A comment in the code claims Perfect hash collisions should not occur in practice since we perform rehashing after using 55 bits (MAX_SHIFT) of hash. Here's how rehashing is explained in Bagwell's paper: The algorithm requires that the hash can be extended to an arbitrary number of bits. This was accomplished by rehashing the key combined with an integer representing the trie level, zero being the root. Hence if two keys do give the same initial hash then the rehash has a probability of 1 in 232 of a further collision. However the Julia implementation rehashes not the original key, but the previous hash value. If two hashes collide, so will the rehashed hashes.

Here's a test case:

julia> versioninfo()
Julia Version 1.12.0-DEV.689
Commit 94a0ee8637b (2024-06-08 14:18 UTC)
Build Info:
  Official https://julialang.org/ release
Platform Info:
  OS: Linux (x86_64-linux-gnu)
  CPU: 16 × AMD Ryzen 7 PRO 6850U with Radeon Graphics
  WORD_SIZE: 64
  LLVM: libLLVM-17.0.6 (ORCJIT, znver3)
Threads: 1 default, 0 interactive, 1 GC (on 16 virtual cores)

julia> const KEY1 = 0;

julia> const KEY2 = 0xeb8449dc1393171b;

julia> @assert objectid(KEY1) == objectid(KEY2)

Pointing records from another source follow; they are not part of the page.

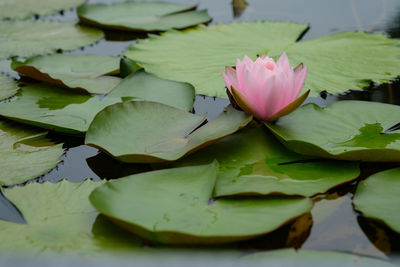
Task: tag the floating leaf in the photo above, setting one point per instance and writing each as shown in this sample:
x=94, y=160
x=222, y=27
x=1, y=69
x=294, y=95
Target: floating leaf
x=378, y=197
x=145, y=86
x=173, y=206
x=141, y=16
x=290, y=257
x=59, y=220
x=71, y=111
x=347, y=60
x=253, y=162
x=26, y=8
x=54, y=108
x=8, y=87
x=199, y=55
x=84, y=72
x=25, y=153
x=138, y=131
x=346, y=130
x=30, y=38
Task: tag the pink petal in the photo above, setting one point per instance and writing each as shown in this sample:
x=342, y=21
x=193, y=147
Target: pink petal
x=230, y=78
x=271, y=96
x=300, y=78
x=283, y=63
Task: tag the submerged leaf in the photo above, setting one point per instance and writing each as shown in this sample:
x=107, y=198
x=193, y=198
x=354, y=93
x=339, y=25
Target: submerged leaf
x=59, y=221
x=142, y=132
x=26, y=8
x=25, y=153
x=71, y=111
x=141, y=16
x=84, y=72
x=54, y=108
x=173, y=206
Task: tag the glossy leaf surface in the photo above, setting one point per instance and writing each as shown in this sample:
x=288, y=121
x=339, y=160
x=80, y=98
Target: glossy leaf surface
x=142, y=16
x=83, y=72
x=173, y=206
x=142, y=132
x=378, y=197
x=60, y=220
x=144, y=86
x=25, y=153
x=303, y=257
x=26, y=8
x=346, y=130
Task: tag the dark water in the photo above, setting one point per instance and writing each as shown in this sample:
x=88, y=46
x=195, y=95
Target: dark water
x=333, y=224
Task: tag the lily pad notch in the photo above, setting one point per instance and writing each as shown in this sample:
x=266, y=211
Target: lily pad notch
x=145, y=132
x=173, y=206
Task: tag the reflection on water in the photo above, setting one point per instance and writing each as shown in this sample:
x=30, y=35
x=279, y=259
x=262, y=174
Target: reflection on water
x=336, y=228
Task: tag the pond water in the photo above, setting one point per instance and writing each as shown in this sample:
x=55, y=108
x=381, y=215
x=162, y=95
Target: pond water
x=334, y=224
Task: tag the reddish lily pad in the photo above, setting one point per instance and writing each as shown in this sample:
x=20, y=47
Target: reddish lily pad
x=142, y=132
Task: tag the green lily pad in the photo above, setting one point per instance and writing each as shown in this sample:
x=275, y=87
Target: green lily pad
x=84, y=72
x=142, y=132
x=141, y=16
x=346, y=130
x=347, y=60
x=30, y=38
x=54, y=108
x=59, y=221
x=378, y=198
x=198, y=56
x=290, y=257
x=8, y=86
x=71, y=111
x=254, y=162
x=173, y=206
x=25, y=153
x=25, y=8
x=145, y=86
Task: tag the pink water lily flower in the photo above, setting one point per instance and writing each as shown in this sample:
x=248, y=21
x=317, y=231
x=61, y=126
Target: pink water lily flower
x=266, y=89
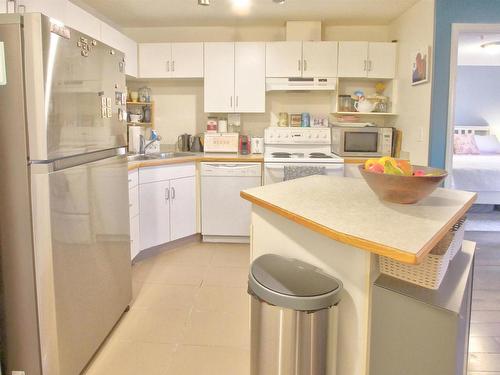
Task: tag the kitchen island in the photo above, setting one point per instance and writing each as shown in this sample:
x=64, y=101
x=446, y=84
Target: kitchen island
x=339, y=225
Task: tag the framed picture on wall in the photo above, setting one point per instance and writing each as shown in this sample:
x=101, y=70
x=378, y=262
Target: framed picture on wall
x=420, y=66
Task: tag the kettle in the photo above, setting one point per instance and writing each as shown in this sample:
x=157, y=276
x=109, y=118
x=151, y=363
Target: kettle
x=196, y=144
x=184, y=142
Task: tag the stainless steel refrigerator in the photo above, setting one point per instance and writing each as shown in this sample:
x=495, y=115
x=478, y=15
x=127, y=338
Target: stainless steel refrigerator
x=65, y=249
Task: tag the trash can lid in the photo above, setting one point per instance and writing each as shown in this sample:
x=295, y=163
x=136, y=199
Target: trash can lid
x=292, y=283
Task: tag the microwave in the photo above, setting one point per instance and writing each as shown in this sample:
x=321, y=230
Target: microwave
x=362, y=142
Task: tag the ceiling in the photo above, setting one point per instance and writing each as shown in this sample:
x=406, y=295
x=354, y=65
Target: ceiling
x=471, y=53
x=154, y=13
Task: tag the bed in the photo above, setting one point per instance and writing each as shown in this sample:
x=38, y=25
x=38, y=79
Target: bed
x=478, y=173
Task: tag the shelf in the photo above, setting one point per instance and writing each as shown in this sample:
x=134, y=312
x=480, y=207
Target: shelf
x=367, y=113
x=139, y=103
x=140, y=123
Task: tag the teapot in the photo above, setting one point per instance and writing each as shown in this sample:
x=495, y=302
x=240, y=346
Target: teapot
x=364, y=105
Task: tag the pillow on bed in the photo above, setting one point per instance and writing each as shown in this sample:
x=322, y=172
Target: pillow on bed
x=487, y=144
x=464, y=144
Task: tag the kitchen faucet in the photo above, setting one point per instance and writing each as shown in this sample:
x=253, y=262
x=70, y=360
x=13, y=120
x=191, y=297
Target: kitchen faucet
x=143, y=146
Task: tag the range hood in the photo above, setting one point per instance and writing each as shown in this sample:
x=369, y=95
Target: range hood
x=301, y=84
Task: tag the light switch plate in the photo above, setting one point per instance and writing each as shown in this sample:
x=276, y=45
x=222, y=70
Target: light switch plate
x=3, y=70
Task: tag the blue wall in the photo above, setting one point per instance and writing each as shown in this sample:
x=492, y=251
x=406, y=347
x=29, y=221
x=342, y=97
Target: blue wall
x=448, y=12
x=477, y=97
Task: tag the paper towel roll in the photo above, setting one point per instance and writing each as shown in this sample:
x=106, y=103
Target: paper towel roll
x=134, y=142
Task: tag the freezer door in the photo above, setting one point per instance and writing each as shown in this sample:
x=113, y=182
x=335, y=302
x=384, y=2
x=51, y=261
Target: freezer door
x=82, y=258
x=74, y=86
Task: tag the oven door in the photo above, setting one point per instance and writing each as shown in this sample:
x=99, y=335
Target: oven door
x=274, y=172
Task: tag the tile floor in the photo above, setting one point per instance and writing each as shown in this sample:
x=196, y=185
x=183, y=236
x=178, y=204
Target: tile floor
x=189, y=316
x=484, y=357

julia> Base.PersistentDict{Any,Any}(KEY1 => true, KEY2 => false)
ERROR: Perfect hash collision
Stacktrace:
 [1] error(s::String)
   @ Base ./error.jl:44
 [2] insert!
   @ ./hamt.jl:207 [inlined]
 [3] _keyvalueset
   @ ./dict.jl:879 [inlined]
 [4] set(dict::Base.PersistentDict{Any, Any}, key::UInt64, val::Bool)
   @ Base ./dict.jl:874
 [5] PersistentDict
   @ ./dict.jl:951 [inlined]
 [6] Base.PersistentDict{Any, Any}(KV::Pair{Int64, Bool}, rest::Pair{UInt64, Bool})
   @ Base ./dict.jl:957
 [7] top-level scope
   @ REPL[8]:1

Note that IdDict can handle such keys:

julia> IdDict{Any,Any}(KEY1 => true, KEY2 => false)
IdDict{Any, Any} with 2 entries:
  0                  => true
  0xeb8449dc1393171b => false
vchuravy commented 1 month ago

I will need to think about what the right answer is here. Before #52193 we indeed used the key itself here.

But yes an objectid collision does cause a perfect hash collision. I am kinda curious how IdDict survives that.

xitology commented 1 month ago

I will need to think about what the right answer is here. Before #52193 we indeed used the key itself here.

Even with pre-#52193 implementation rehashing was ineffective for some key types, e.g. Symbols. That's because hash(s::Symbol) is defined as objectid(s) and hash(s, h) depends only on objectid(s): https://github.com/JuliaLang/julia/blob/master/base/hashing.jl#L38-L40

vchuravy commented 1 month ago

So looking at IDdict it also "just" uses objectid and then uses the typical probe + egal check and grow the table on conflict.

For HAMT that statregy wouldn't work. We would probably need to introduce a "PerfectConflict" node with a linear probe, but as you noted with Symbols this is a general property of using objectid as source of the hash.

oscardssmith commented 1 month ago

I'm pretty sure it is a bug if objectid has collisions. It seems like something that could be provably made to cause miscompiles.